III - Une fête aux odeurs douteuses

Nous étions en pleine saison de vendanges. Comme tous les ans, avec plusieurs copains, nous nous rendions au mas de Cardet, dans une grande propriété, pour ramasser la récolte de raisins à forfait, c’est-à-dire dans les délais les plus rapides, de la pointe du jour à la nuit tombante.

Un dimanche, ayant quitté le travail un peu plus tôt (pour faire la barbe, disait-on), je décidai avec mon frère et un camarade d’aller à Lézan, où avait lieu la fête votive.
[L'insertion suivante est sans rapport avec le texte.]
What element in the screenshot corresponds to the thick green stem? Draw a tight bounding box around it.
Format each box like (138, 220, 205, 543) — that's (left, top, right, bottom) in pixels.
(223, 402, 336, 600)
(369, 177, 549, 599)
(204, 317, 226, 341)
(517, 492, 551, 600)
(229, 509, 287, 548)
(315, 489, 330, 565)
Après le repas, et nous étant mis sur notre trente-et-un, nous partions à vélo pour nous rendre au village, distant d’une dizaine de kilomètres.

Le bal n’avait pas encore commencé. En attendant, nous allâmes prendre un verre au Café du Centre. Ensuite, nous descendîmes la rue principale. Comme elle n’était pas très longue, nous nous trouvâmes en rase campagne au bout de quelques minutes.

L’obscurité était presque totale. C’est à ce moment-là qu’un petit besoin pressant me prit, et comme dit le proverbe : « Un bon pissou en fait pisser trois ». Mon frère et le copain se dirigèrent vers le bas-côté de gauche, moi, j’allai à droite en dehors de la route.

Le temps de réaliser ce qui m’arrivait, j’étais enfoncé jusqu’à la ceinture dans une vase puante. C’était un caniveau qui recevait les eaux usées du village, et, bien entendu, aucune protection n’était prévue. Je barbotais dans cette gadoue, et m’enlisais de plus en plus dans une odeur suffocante. A mon appel, mon frère et le copain arrivèrent en vitesse pour me sortir de ce bourbier. Ils étaient complètement écœurés, j’en vis même un qui restituait son souper...

A part ça, tout allait très bien, rien de cassé, la boue avait servi d’amortisseur. J’étais debout au bord de la route, laissant dégouliner toute cette puanteur autour de moi. Ayant repris mes esprits, et voyant les deux autres qui commençaient à plaisanter à mon sujet, il ne me restait plus qu’à reprendre mon vélo pour aller me nettoyer, ce qui ne fut pas facile.

Il n’y avait pas de douche à la ferme. Heureusement, des comportes étaient là, qui servaient au transport des raisins. J’en remplis une qui me servit de baignoire, pour enfin arriver à me débarrasser de toute cette glu. Quant aux vêtements et aux chaussures, il n’était plus question de les utiliser.

Le lendemain, il y eut pas mal de plaisanteries à mon sujet. On me demandait si la pêche avait été bonne, ou on me disait que j’aurais dû aller au bal dans cet état, au moins la place ne m’aurait pas manqué pour danser. Tout cela n’était pas bien méchant et nous fit paraître la journée plus courte.

J’ai su par la suite que je n’avais pas été le seul dans ce cas, avant que les autorités ne se décident à prendre des dispositions.